Effectiveness of Operation K9 Assistance dogs on suicidality in Australian veterans with PTSD:…

General comments:

-          A very interesting, well written, and informative study that, subject to minor changes, I am happy to recommend for publication.

Abstract:

-          Well written, no concerns.

Key words:

-          Keywords: good range of key words, perhaps consider some that allow interested parties to identify ‘veteran’ or similar as this seems to be missing but pertinent.

-          Ottawa? Why was this key word included? It is not mentioned within the paper.

Introduction:

-          I found this to be a very interesting, informative, and well written introduction, with clear research aims.

Methods:

-          Again, I felt this section was well reported. I would have liked to have known more about the Operation K9 programme (dog selection, training, etc) but think the addition of a weblink perhaps to their webpage would suffice.

Results:

-          Figure 2: would prefer the y axis to run from 0 – 100% as looks like suicidality is higher than it actually is if the axis isn’t apprehended. No sure why both the no and yes data is reported. As there are only two categories this adds nothing and makes the figure unnecessarily complicated. I would convert to a % of respondents that reported any indice of suicidality and just show that. Typo in title.

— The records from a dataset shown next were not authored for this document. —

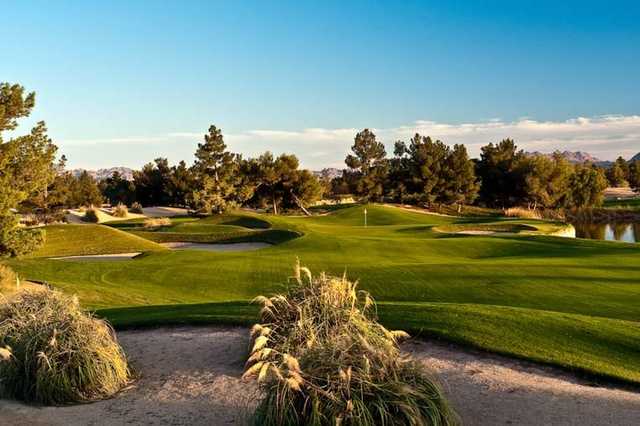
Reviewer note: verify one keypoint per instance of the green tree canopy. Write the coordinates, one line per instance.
(27, 168)
(368, 166)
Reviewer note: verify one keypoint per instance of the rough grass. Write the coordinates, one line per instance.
(52, 353)
(156, 222)
(120, 211)
(91, 216)
(8, 279)
(136, 207)
(70, 240)
(507, 278)
(322, 358)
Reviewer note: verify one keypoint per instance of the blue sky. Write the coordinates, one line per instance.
(120, 83)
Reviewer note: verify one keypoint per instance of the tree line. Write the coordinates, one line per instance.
(218, 180)
(426, 171)
(421, 171)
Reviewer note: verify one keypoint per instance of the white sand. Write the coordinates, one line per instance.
(164, 211)
(191, 376)
(216, 247)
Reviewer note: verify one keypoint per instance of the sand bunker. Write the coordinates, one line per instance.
(191, 376)
(216, 247)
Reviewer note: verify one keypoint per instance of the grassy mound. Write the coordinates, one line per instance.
(75, 240)
(8, 279)
(488, 288)
(91, 216)
(322, 358)
(120, 211)
(53, 353)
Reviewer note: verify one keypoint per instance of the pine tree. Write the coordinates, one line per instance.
(369, 166)
(26, 169)
(215, 170)
(461, 186)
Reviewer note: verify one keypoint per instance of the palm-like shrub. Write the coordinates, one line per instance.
(323, 359)
(136, 207)
(51, 352)
(120, 210)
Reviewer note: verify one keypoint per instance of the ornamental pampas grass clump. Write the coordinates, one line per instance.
(322, 359)
(156, 222)
(120, 210)
(54, 353)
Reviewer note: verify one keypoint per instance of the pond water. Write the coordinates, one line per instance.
(627, 232)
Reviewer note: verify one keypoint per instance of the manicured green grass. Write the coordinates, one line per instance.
(573, 303)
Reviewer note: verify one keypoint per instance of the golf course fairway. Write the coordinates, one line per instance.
(561, 301)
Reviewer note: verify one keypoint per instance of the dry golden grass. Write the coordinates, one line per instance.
(322, 358)
(51, 352)
(8, 280)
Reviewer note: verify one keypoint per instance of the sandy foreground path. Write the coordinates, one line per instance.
(190, 376)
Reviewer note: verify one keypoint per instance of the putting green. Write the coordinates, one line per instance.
(571, 303)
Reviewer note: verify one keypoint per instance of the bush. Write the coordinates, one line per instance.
(51, 352)
(136, 208)
(91, 215)
(8, 279)
(20, 241)
(321, 358)
(120, 210)
(157, 222)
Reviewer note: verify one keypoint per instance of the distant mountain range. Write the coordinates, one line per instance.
(328, 173)
(102, 174)
(583, 157)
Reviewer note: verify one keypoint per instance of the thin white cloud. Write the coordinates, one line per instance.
(604, 136)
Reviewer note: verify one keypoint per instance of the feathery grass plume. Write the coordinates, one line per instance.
(157, 222)
(120, 210)
(54, 353)
(136, 207)
(327, 361)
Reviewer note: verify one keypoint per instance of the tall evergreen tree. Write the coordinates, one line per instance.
(461, 186)
(152, 183)
(86, 192)
(27, 168)
(616, 175)
(546, 180)
(116, 189)
(368, 165)
(634, 176)
(215, 170)
(501, 182)
(587, 186)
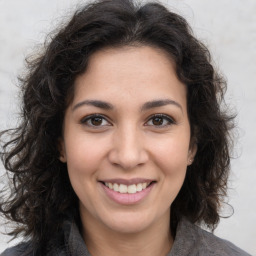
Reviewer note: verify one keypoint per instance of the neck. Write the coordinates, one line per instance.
(154, 241)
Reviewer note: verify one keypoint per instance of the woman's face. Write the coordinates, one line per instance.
(126, 139)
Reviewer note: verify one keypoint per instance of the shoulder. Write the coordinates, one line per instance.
(23, 249)
(193, 240)
(219, 246)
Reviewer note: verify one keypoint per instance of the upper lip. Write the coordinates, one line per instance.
(127, 181)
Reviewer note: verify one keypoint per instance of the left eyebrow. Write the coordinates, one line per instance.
(160, 103)
(95, 103)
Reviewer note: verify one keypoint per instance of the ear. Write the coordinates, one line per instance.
(192, 151)
(62, 151)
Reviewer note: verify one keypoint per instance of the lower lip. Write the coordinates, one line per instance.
(126, 198)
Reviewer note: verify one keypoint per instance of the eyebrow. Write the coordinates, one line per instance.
(145, 106)
(95, 103)
(160, 103)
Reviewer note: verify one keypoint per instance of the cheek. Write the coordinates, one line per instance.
(172, 154)
(84, 154)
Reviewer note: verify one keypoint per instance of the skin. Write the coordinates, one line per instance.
(127, 142)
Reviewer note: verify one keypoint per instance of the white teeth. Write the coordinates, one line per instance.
(124, 189)
(116, 187)
(139, 187)
(132, 189)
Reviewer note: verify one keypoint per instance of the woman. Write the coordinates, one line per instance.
(123, 148)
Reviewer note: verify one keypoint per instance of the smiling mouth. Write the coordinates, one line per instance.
(128, 189)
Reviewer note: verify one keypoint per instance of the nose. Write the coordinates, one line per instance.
(128, 149)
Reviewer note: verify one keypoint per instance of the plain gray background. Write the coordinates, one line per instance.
(228, 27)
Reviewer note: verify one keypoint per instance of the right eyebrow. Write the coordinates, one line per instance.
(95, 103)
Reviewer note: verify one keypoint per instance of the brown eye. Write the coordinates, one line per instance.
(157, 121)
(160, 121)
(96, 121)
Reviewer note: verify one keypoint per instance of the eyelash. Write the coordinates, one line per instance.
(165, 118)
(89, 118)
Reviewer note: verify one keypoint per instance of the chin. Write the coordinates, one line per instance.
(130, 223)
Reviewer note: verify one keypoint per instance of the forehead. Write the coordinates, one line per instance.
(140, 72)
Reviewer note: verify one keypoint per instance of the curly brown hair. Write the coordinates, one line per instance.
(41, 193)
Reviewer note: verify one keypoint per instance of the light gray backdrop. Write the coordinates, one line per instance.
(228, 27)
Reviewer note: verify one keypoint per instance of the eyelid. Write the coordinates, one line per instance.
(87, 118)
(164, 116)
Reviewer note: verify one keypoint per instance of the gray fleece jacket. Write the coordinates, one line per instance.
(190, 240)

-          Would be useful to report in the methods the cut offs for a small/moderate/large effect size using the Cohen’s D method.

-          Otherwise, I think this is well presented and I have no concerns.

Discussion:

-          Again, well written. I particularly liked the author’s comprehensive appraisal of the limitations.

Tables and figures:

-          Addressed above, otherwise no concerns.

 

Author Response

Thank you for your feedback and seeing the value in our research, our responses are outlined below in red.

Key words:

-          Keywords: good range of key words, perhaps consider some that allow interested parties to identify ‘veteran’ or similar as this seems to be missing but pertinent. Response: The word veteran has been added as a key word.

-          Ottawa? Why was this key word included? It is not mentioned within the paper.  Response: Ottawa was included in response to the focus of the special issue but as it is only mentioned twice it has been removed from key words.

Methods:

-          Again, I felt this section was well reported. I would have liked to have known more about the Operation K9 programme (dog selection, training, etc) but think the addition of a weblink perhaps to their webpage would suffice.

Response: More information about the programme has been added and link to the website (commencing at line 127).

Results:

-          Figure 2: would prefer the y axis to run from 0 – 100% as looks like suicidality is higher than it actually is if the axis isn’t apprehended. No sure why both the no and yes data is reported. As there are only two categories this adds nothing and makes the figure unnecessarily complicated. I would convert to a % of respondents that reported any indice of suicidality and just show that. Typo in title. Response: These changes have been made.

-          Would be useful to report in the methods the cut offs for a small/moderate/large effect size using the Cohen’s D method. Response: A sentence has been added to methods (line 253). 

Round 2

Reviewer 2 Report

The authors addressed all concerns noted in the prior review which made the paper even stronger. I believe this will be an important contribution to the literature.